What’s hidden are stories of regular Kansans who have suffered inside the silence.

In the course of its investigation, The Star found that:

▪ Children known to the state’s Department for Children and Families suffer horrific abuse, while the agency cloaks its involvement with their cases, even shredding notes after meetings where children’s deaths are discussed, according to a former high-ranking DCF official. One grieving father told The Star he was pressured to sign a “gag order” days after his son was killed that would prevent him from discussing DCF’s role in the case. Even lawmakers trying to fix the troubled system say they cannot trust information coming from agency officials.

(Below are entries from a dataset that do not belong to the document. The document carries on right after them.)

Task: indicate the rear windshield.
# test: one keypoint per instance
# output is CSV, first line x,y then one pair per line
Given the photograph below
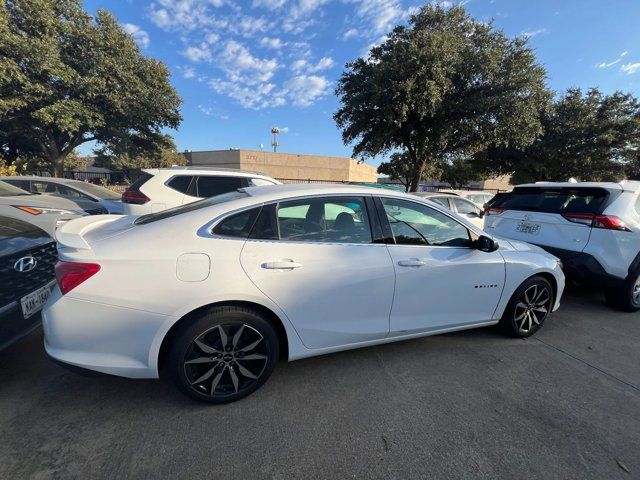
x,y
190,207
555,200
96,190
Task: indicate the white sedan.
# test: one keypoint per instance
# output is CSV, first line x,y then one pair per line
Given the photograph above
x,y
214,292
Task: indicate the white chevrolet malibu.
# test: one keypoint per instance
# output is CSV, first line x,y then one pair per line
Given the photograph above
x,y
212,293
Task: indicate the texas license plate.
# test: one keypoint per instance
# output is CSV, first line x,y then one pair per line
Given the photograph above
x,y
529,228
34,302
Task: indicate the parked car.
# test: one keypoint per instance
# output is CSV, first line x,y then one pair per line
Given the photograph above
x,y
44,211
213,292
27,259
161,188
479,197
594,228
95,198
463,207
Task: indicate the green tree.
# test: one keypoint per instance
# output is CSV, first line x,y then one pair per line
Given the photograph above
x,y
444,86
128,158
588,136
67,78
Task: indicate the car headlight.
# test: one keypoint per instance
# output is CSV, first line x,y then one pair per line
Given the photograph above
x,y
47,210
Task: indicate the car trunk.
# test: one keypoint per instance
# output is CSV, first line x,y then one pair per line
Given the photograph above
x,y
557,217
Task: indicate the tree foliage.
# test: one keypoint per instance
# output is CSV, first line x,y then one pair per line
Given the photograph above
x,y
588,136
442,87
67,78
127,159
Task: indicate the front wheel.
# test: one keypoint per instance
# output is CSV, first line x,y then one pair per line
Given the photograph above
x,y
627,296
528,308
225,355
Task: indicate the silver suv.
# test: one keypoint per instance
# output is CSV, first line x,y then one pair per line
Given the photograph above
x,y
594,228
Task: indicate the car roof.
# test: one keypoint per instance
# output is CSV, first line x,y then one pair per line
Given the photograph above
x,y
628,185
274,192
190,170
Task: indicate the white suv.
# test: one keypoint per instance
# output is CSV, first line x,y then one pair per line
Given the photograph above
x,y
161,188
594,228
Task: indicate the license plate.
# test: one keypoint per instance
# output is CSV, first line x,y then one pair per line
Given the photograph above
x,y
528,228
34,302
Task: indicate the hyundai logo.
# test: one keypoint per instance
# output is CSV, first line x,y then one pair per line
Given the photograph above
x,y
25,264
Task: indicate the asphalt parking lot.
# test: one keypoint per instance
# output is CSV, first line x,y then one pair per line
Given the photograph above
x,y
565,404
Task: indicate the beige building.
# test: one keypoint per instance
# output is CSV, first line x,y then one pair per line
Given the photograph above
x,y
287,166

▪ In the past decade, more than 90 percent of the laws passed by the Kansas Legislature have come from anonymous authors. Kansans often had no way of knowing who was pushing which legislation and why, and the topics have included abortion, concealed weapons and school funding. Kansas is one of only a few states that allow the practice.

▪ When Kansas police shoot and kill someone, law enforcement agencies often escape scrutiny because they are allowed to provide scant details to the public. The release of body-cam video has become common practice around the country after several high-profile, police-involved shootings. But in Kansas, a new state law is one of the most restrictive in the nation, allowing agencies to shelve footage that could shed more light on controversial cases.

▪ Kansas became the first state to fully privatize Medicaid services in 2013, and now some caregivers for people with disabilities say they have been asked to sign off on blank treatment plans — without knowing what’s being provided. In some of those cases, caregivers later discovered their services had been dramatically cut.

The examples, when stitched together, form a quilt of secrecy that envelops much of state government.

“Damn,” said Bob Stephan, a Republican and four-time Kansas attorney general. “That causes me concern. It’s very disheartening. … It’s gone crazy.”

This whole story is incredibly depressing. Between the evisceration of public services in Kansas and Louisiana and the move toward dictatorship in North Carolina, the red states are no longer the laboratories of democracy but rather are the laboratories of kleptocracy.